Now look at what the alternative is:

// note: isAlphanumeric, isNumber and isAlpha are not real javascript functions
// but they're here to prove a point not to write absolutely correct code
function isValidPassword(password: string): bool {
  if (password.length < 8) {
    return false;
  }

  let charCount = 0;
  let numCount = 0;

  for (const c of password) {
    if (!c.isAlphanumeric()) {
      return false;
    }

    if (c.isNumber()) numCount += 1;
    if (c.isAlpha()) charCount += 1;
  }

  return charCount >= 1 && numCount >= 1;
}

It is more “verbose” but you can actually understand what it’s doing and if you wanted to update the validation you can easily change it and reason about it. Meanwhile for the regex version it might take you a couple tries and you might even need to completely scrap your current implementation. Even if you were a regex wizard, other people aren’t. So your regex is just objectively harder to understand and maintain.

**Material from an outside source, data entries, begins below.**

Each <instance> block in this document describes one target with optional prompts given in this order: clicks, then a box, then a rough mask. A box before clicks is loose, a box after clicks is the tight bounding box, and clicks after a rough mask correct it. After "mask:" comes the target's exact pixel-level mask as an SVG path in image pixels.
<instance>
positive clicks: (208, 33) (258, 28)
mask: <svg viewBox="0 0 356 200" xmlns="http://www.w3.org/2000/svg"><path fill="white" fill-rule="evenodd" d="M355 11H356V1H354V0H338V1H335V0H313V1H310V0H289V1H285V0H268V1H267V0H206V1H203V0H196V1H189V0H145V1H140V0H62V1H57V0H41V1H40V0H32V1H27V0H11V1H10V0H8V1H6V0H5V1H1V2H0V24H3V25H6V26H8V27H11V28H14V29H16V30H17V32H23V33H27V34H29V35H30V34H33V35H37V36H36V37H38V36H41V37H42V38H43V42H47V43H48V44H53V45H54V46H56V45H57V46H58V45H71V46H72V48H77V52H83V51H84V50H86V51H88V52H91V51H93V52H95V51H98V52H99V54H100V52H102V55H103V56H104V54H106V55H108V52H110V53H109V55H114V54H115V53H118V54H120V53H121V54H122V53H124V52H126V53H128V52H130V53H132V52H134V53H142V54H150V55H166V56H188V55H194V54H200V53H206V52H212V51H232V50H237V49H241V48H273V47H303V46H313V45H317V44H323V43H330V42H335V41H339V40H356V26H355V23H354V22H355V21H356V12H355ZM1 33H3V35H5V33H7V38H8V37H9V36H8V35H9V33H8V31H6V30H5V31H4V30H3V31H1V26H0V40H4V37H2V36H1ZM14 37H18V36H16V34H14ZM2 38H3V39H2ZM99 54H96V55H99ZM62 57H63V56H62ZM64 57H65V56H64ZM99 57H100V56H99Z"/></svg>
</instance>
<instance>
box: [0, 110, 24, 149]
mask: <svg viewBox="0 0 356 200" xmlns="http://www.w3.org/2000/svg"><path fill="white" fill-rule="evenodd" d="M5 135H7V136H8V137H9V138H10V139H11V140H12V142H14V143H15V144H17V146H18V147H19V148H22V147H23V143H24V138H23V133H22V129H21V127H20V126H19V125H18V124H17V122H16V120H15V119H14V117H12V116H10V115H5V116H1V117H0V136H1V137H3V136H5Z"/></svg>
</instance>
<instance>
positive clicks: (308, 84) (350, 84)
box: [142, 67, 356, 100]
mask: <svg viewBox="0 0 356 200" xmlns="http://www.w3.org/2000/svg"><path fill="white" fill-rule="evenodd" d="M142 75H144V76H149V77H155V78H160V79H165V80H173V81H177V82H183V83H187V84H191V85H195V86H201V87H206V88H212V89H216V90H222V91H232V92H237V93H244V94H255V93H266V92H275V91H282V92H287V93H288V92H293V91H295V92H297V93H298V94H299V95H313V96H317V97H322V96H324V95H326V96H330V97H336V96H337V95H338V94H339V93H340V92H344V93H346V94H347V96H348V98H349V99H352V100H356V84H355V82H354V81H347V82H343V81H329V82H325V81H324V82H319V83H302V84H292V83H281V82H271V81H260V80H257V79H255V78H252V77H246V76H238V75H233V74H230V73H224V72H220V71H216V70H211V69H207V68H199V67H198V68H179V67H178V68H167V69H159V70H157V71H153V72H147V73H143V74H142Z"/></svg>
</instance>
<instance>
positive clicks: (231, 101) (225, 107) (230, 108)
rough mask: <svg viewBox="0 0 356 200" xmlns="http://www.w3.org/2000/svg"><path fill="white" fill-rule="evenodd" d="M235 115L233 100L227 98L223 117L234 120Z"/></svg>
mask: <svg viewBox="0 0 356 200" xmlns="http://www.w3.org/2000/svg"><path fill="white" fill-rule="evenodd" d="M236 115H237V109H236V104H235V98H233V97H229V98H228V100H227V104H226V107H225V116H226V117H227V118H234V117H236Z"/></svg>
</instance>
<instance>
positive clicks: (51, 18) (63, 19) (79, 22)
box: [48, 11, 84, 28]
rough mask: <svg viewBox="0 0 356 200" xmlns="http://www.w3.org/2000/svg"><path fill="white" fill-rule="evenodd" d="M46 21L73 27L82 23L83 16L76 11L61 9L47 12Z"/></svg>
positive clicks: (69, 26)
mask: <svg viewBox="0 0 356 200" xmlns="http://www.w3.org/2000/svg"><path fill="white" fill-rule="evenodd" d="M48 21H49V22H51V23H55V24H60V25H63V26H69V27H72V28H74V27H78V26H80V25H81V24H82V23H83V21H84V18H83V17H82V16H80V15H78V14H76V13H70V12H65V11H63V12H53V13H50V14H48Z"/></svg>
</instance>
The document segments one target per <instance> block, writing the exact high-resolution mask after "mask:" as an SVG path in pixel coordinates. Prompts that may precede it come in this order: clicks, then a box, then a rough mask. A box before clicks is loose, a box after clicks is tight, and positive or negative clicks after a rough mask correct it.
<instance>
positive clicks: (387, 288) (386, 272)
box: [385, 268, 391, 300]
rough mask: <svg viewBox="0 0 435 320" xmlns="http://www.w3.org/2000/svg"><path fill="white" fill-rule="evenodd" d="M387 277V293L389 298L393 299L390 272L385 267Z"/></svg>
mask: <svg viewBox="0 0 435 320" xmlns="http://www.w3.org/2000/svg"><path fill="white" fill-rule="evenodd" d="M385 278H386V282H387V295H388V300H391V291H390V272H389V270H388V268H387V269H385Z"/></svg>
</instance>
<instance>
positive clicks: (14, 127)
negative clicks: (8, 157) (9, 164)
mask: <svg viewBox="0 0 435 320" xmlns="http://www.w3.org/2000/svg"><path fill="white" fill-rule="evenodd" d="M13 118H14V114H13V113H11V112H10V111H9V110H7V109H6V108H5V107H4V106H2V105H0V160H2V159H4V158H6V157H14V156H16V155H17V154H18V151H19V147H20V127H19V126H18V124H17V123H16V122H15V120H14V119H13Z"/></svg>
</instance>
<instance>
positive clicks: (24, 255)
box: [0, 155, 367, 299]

Regex can’t give good error messages

The only thing you get from using a regex is a match or not a match. You can’t really give good error messages with it. If you write the parser yourself and you know what is and isn’t expected, you can give more meaningful error messages than “password doesn’t match regex” or whatever.

Regex is good actually

Regex is not a good tool for validation and parsing. People use them as such but they’re not a good tool for that. It’s not a replacement for knowing how to parse. If your program requires user interactivity to do matches, then regex is a good tool. Things like search functionality in text editors, the find tool on browsers and so on are good use cases, for a regex engine in your program.

But if you already know the shape of the thing you want to match against and it’s not supplied by the user, then you’re probably better off writing your own validation/parser. You’ll get better performance, better errors and more understandable and maintainable code.